Custody and visitation arrangements are among the most important decisions confronting a trial court in a divorce case. Courts must strive to devise custody arrangements that promote the development of the children’s relationship with both parents and interfere as little as possible with post-divorce family decision-making. Aaby v. Strange, 924 S.W.2d 623, 629 (Tenn. 1996); Taylor v. Taylor, 849 S.W.2d 319, 331-32 (Tenn. 1993). The needs of the children are paramount, while the desires of the parents are secondary. Lentz v. Lentz, 717 S.W.2d 876, 877 (Tenn. 1986). Custody should never be used to punish or reward the parents, Turner v. Turner, 919 S.W.2d 340, 346 (Tenn. Ct. App. 1995); Long v. Long, 488 S.W.2d 729, 733 (Tenn. Ct. App. 1972), but rather should promote children’s best interests by placing them in an environment that will best serve their physical and emotional needs. Luke v. Luke, 651 S.W.2d 219, 221 (Tenn. 1983).

There are no hard and fast rules for determining which custody and visitation arrangement will best serve a child’s needs. Taylor v. Taylor, 849 S.W.2d at 327; Dantzler v. Dantzler, 665 S.W.2d 385, 387 (Tenn. Ct. App. 1983). The inquiry is factually driven and requires the courts to carefully weigh numerous considerations. Nichols v. Nichols, 792 S.W.2d 713, 716 (Tenn. 1990); Rogero v. Pitt, 759 S.W.2d 109, 112 (Tenn. 1988). The Tennessee General Assembly and the courts

-2- have identified the factors that trial courts should consider. Tenn. Code Ann. § 36-6-106(a) (Supp. 2000); Bah v. Bah, 668 S.W.2d 663, 666 (Tenn. Ct. App. 1983).

Courts customarily devise initial custody and visitation arrangements by engaging in a “comparative fitness” analysis which requires them to determine which of the available custodians is comparatively more fit than the other. In re Parsons, 914 S.W.2d 889, 893 (Tenn. Ct. App. 1995); Bah v. Bah, 668 S.W.2d at 666. This “comparative fitness” analysis does not measure the parents against the standard of perfection because the courts are pragmatic enough to understand that perfection in marriage and parenting is as evanescent as it is in life’s other pursuits. Rice v. Rice, 983 S.W.2d 680, 682-83 (Tenn. Ct. App. 1998); Gaskill v. Gaskill, 936 S.W.3d 626, 630 (Tenn. Ct. App. 1996). Rather, the analysis requires the courts to determine which of the parents, in light of their present circumstances, is comparatively more fit to assume and discharge the responsibilities of being a custodial parent.

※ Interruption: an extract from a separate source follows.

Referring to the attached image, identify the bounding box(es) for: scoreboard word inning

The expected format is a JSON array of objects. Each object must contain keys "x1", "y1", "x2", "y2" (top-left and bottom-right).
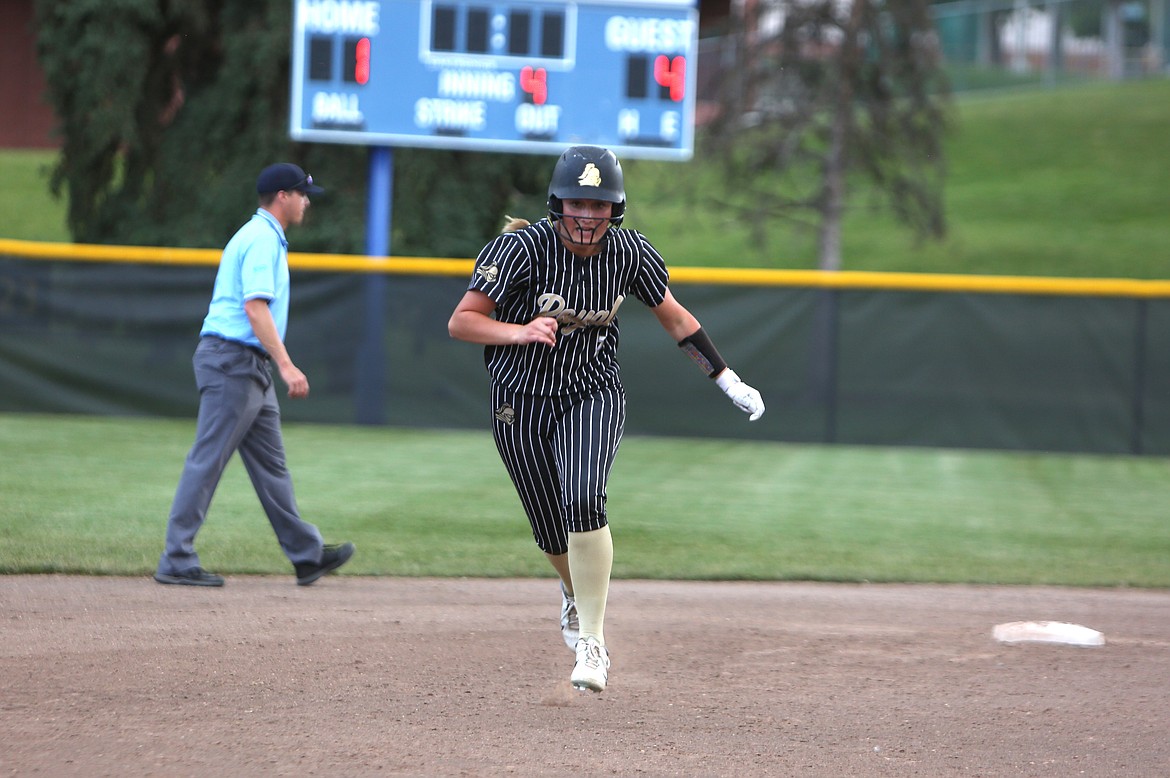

Custody and visitation determinations often hinge on subtle factors, including the parents’ demeanor and credibility during the divorce proceedings themselves. Adelsperger v. Adelsperger, 970 S.W.2d 482, 485 (Tenn. Ct. App. 1997). Accordingly, appellate courts are reluctant to second-guess a trial court’s decisions. Trial courts must be able to exercise broad discretion in these matters, but they still must base their decisions on the proof and upon the appropriate application of the applicable principles of law. D v. K, 917 S.W.2d 682, 685 (Tenn. Ct. App. 1995).